1. Introduction
The entitled syndrome of Cantrell is detected at birth, and was first described by Cantrell in 1958, constituting, until today a surgical challenge for the complexity of the congenital malformations, and included the presence of five main malformations: upper abdominal wall abnormality, sternal defect, anterior diaphragmatic defect, pericardium defect, and congenital heart abnormalities [1]. It is a rare congenital anomaly that often has a poor prognosis [2].
The frequency of this malformation has been described in the literature in 1 for every 65,000 - 200,000 births. The defect expression may vary and prognosis depends on severity of the lesions. However, patients with ectopiacordis usually have a high perinatal rate. Some cases of Cantrell’s pentalogy have been etiologically associated with chromosomal abnormalities, as chromosome 18 trisomy. However, in most cases, the origin of the defect is not known [3].
In the present study, we describe a case of sternum agenesis.
2. Case Report
We describe a case of a 5-month-old infant with Pentalogy of Cantrell involving agenesis of the sternum and a portion of the costal cartilages (Figure 1), and ectopic heart covered with partially necrotic skin (Figure 2). The echocardiogram disclosed a 15 mm entry type interventricular communication (IVC) and patent foramen ovale.
3. Surgical Technique
The patient underwent a median sternotomy. An enlarged heart, compromising the pulmonary trunk and the right ventricle, and a left superior vena cava were identified. Under heparinization, extracorporeal circulation (ECC) was established by cannulation of the aorta and superior an inferior vena cava, followed by cardioplegic heart arrest.
The right atrium was opened and an interventricular communication of around 10 mm in diameter was seen through the tricuspid valve. The defect was repaired using a bovine pericardial patch sutured with Ethibond 4-0 suture without Teflon; the patent foramen ovale was repaired with a “U” stitch using Prolene 5-0; (Figure 3) right atrium closure was performed on a double-plane with Prolene 6-0 suture; air was removed from heart cavities and ECC discontinued. EEC time = 70 min.
Following the repair of the heart defects, chondroplasty and placement of biological mesh (Bioway of Gore) were performed.
Chondroplasty of existing left and right cartilages was performed by longitudinal incision for lengthening.
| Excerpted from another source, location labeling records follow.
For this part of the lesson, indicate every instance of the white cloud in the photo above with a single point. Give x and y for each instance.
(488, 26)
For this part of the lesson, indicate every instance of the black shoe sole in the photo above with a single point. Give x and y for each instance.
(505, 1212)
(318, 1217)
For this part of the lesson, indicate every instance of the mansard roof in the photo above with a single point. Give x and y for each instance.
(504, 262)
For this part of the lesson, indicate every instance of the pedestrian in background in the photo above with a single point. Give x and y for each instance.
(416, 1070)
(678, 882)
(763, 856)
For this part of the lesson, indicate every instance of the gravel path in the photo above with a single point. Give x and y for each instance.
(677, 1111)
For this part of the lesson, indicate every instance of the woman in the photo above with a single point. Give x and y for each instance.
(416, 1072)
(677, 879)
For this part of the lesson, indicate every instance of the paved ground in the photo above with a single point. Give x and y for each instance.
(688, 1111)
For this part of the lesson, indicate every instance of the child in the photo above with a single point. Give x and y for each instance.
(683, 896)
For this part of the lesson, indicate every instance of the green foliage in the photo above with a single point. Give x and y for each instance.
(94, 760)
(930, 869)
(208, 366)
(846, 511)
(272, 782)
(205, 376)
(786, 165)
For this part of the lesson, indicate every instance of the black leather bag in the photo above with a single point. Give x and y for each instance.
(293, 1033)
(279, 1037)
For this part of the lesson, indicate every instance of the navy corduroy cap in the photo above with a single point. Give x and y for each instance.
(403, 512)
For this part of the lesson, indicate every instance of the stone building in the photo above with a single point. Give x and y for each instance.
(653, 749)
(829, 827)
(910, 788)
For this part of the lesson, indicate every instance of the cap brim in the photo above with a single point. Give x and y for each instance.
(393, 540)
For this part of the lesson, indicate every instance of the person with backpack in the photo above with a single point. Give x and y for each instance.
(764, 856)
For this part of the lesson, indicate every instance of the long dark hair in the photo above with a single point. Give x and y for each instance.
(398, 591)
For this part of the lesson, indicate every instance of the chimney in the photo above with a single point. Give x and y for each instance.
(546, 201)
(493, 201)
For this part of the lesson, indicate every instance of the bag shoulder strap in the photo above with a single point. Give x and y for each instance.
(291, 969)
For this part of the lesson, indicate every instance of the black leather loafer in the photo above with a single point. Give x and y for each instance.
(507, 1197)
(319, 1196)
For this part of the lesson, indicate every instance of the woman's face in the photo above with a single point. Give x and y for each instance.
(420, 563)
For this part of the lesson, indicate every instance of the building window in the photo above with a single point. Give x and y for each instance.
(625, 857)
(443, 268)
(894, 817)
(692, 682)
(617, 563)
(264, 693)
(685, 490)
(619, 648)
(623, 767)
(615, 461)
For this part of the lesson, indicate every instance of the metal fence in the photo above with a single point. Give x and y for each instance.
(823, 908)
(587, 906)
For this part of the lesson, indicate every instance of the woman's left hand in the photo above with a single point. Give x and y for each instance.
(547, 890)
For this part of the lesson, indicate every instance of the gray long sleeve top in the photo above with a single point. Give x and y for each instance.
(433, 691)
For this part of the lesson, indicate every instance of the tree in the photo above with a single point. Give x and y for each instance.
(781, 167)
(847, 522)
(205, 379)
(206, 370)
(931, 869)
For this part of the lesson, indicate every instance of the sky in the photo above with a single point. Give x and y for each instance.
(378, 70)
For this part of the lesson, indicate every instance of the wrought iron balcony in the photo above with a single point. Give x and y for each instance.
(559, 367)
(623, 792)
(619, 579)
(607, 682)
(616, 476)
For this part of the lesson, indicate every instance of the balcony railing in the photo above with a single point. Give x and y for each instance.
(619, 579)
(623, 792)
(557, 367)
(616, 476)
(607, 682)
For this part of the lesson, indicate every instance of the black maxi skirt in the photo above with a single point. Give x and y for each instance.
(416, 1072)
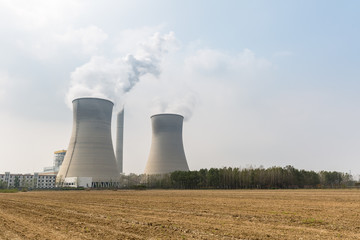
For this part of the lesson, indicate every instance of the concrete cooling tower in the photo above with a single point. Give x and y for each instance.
(120, 140)
(90, 152)
(167, 150)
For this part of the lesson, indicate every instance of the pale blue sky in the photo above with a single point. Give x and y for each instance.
(275, 82)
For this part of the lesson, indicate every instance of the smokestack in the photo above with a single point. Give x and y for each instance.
(167, 150)
(120, 140)
(90, 152)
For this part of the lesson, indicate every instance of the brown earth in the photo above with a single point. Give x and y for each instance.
(181, 214)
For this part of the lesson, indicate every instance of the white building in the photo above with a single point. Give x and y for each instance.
(36, 180)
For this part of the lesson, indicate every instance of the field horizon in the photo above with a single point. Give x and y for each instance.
(181, 214)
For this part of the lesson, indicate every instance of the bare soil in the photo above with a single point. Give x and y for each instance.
(181, 214)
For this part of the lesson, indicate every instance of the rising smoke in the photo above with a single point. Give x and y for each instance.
(183, 105)
(113, 78)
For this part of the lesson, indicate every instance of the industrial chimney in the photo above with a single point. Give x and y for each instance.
(120, 140)
(90, 152)
(167, 150)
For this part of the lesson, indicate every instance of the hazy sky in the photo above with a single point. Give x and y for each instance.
(260, 82)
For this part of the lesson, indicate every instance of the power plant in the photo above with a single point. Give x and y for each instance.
(90, 157)
(90, 153)
(120, 140)
(167, 151)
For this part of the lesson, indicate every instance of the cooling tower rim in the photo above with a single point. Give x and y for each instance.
(103, 99)
(164, 114)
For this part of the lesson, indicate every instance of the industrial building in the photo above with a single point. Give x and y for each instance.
(58, 159)
(167, 151)
(36, 180)
(90, 152)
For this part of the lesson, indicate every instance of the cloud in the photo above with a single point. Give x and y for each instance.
(4, 81)
(216, 62)
(283, 54)
(88, 39)
(39, 14)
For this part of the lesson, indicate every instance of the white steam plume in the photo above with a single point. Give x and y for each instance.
(183, 105)
(112, 78)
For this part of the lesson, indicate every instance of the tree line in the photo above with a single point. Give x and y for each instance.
(250, 178)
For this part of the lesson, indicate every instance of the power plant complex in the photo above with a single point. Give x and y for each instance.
(90, 157)
(91, 160)
(167, 151)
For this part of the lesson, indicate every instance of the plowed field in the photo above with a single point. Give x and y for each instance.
(181, 214)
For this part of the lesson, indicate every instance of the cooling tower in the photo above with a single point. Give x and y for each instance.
(90, 152)
(120, 140)
(167, 150)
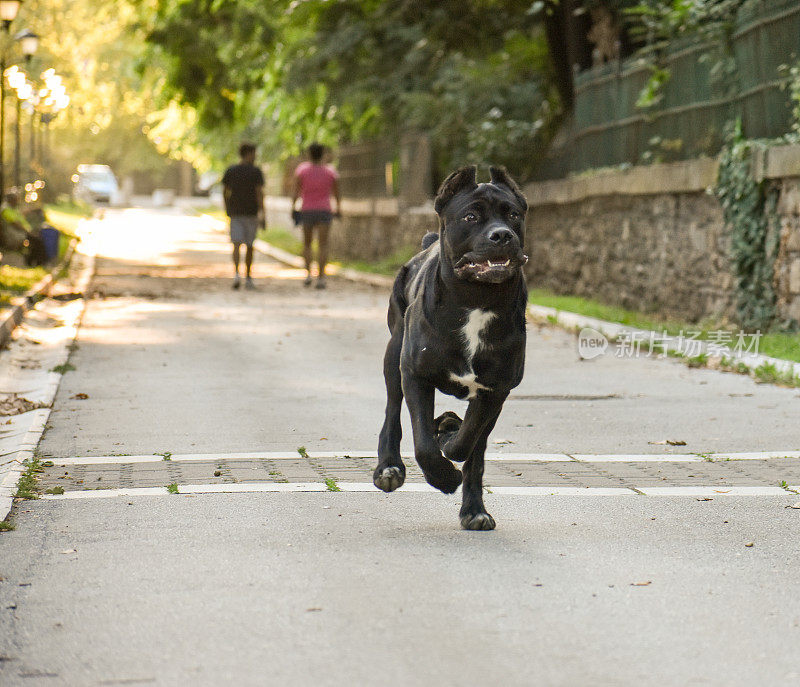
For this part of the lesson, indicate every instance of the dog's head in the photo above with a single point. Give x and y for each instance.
(482, 226)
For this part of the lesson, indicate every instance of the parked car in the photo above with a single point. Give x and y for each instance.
(95, 184)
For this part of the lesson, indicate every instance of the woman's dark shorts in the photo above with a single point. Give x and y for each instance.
(309, 217)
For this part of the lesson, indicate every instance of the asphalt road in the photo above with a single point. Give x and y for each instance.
(366, 588)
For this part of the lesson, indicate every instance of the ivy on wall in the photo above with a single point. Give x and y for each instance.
(749, 209)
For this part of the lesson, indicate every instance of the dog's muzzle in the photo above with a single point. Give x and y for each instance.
(497, 259)
(491, 270)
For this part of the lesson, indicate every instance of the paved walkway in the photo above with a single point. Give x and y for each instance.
(618, 559)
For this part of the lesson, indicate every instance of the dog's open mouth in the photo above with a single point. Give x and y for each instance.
(493, 270)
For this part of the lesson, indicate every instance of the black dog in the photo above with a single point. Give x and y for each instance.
(457, 318)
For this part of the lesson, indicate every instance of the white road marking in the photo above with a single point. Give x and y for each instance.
(416, 487)
(636, 458)
(509, 457)
(562, 491)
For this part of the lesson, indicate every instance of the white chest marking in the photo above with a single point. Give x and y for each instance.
(471, 332)
(468, 380)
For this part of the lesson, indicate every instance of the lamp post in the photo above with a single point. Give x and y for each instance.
(29, 42)
(8, 12)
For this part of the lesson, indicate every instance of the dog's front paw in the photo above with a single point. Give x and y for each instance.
(477, 521)
(447, 423)
(447, 426)
(446, 480)
(389, 479)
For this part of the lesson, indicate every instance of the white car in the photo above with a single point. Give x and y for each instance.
(95, 184)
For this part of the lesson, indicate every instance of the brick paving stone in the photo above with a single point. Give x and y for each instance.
(498, 473)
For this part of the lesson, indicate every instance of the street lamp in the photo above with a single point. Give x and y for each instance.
(28, 43)
(19, 82)
(8, 13)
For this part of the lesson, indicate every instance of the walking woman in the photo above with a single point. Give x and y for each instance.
(315, 183)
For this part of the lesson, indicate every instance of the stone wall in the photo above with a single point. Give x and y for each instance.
(787, 265)
(371, 230)
(653, 238)
(665, 252)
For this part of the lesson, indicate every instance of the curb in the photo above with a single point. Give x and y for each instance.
(13, 463)
(573, 321)
(21, 304)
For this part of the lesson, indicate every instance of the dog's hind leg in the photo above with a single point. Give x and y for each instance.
(439, 472)
(473, 513)
(390, 472)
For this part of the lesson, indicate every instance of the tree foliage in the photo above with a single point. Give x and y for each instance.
(476, 75)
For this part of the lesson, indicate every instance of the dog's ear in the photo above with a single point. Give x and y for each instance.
(461, 180)
(499, 175)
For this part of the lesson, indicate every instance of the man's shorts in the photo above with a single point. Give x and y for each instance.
(243, 229)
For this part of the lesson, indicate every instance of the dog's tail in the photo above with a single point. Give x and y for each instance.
(429, 239)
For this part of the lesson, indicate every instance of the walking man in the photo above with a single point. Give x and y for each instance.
(243, 191)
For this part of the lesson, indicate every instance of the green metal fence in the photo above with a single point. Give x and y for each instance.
(700, 97)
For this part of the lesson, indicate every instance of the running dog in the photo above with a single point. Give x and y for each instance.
(457, 322)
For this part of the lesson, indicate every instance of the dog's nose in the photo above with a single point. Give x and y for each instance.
(501, 236)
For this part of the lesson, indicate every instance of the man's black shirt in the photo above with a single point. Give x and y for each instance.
(242, 180)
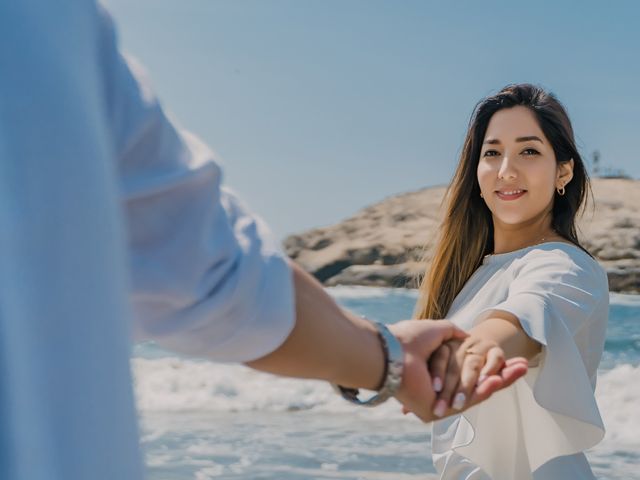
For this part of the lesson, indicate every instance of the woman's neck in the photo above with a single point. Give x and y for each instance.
(507, 238)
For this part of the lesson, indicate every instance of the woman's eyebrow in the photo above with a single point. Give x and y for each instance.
(495, 141)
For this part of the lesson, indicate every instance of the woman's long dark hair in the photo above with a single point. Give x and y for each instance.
(466, 234)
Ribcage approximation was carried out using Ethibond 2 suture until parameters of flow volume, MAP, CVP, plateau pressure and airway pressure were stabilized. Longitudinal placement of Bioway-core mesh on pre-pericardial plane beneath chondral cartilage for posterior reinforcement.
Separate Ethibond stitches, ensuring 02 cm spacing between costal cartilage ends.
For Mediastinal drainage was used a 16Fr tube.
After the procedures, the patient was placed in the intensive care unit (ICU).
The patient was intubated for 5 days and discharged from hospital on the 35th post-operative day.
4. Discussion
In 1958, Cantrell et al. reported 5 cases of children with ectopiacordis associated with diaphragmatic hernia, partial pericardium, defects in the ventricular septum and part of the sternum [2].
The authors attributed the cause to embryonic developmental defects between the 14th and 19th days of embryonic life [3].
Pentalogy of Cantrell syndrome is more prevalent in males (57.5%) and has an estimated incidence of 1:65,000 live births [4] [5] [6].
Hazin et al. reported surgical planning in two stages: initial repair of the diaphragmatic defect, omphalocele and left ventricle diverticulum if present, and subsequent correction of heart defects [7].
The patient reported underwent one-stage surgical treatment.
Many materials have been developed for repairing these defects, but the use of autologous tissues is preferable [8].
The present case involved agenesis of the sternum and therefore a biological mesh (Bioway) was employed.
5. Conclusions
A Successful surgical treatment for Cantrell Syndrome includes correction of the cardiac malformation, a good repair of thoracoabdominal wall, use of biological mesh in the sternum, complete repair of diaphragm and pericardium.
And if possible, as in this case, it was in a single surgical time.
The follow-up is being done on an outpatient basis every two months, and so far has no abnormalities.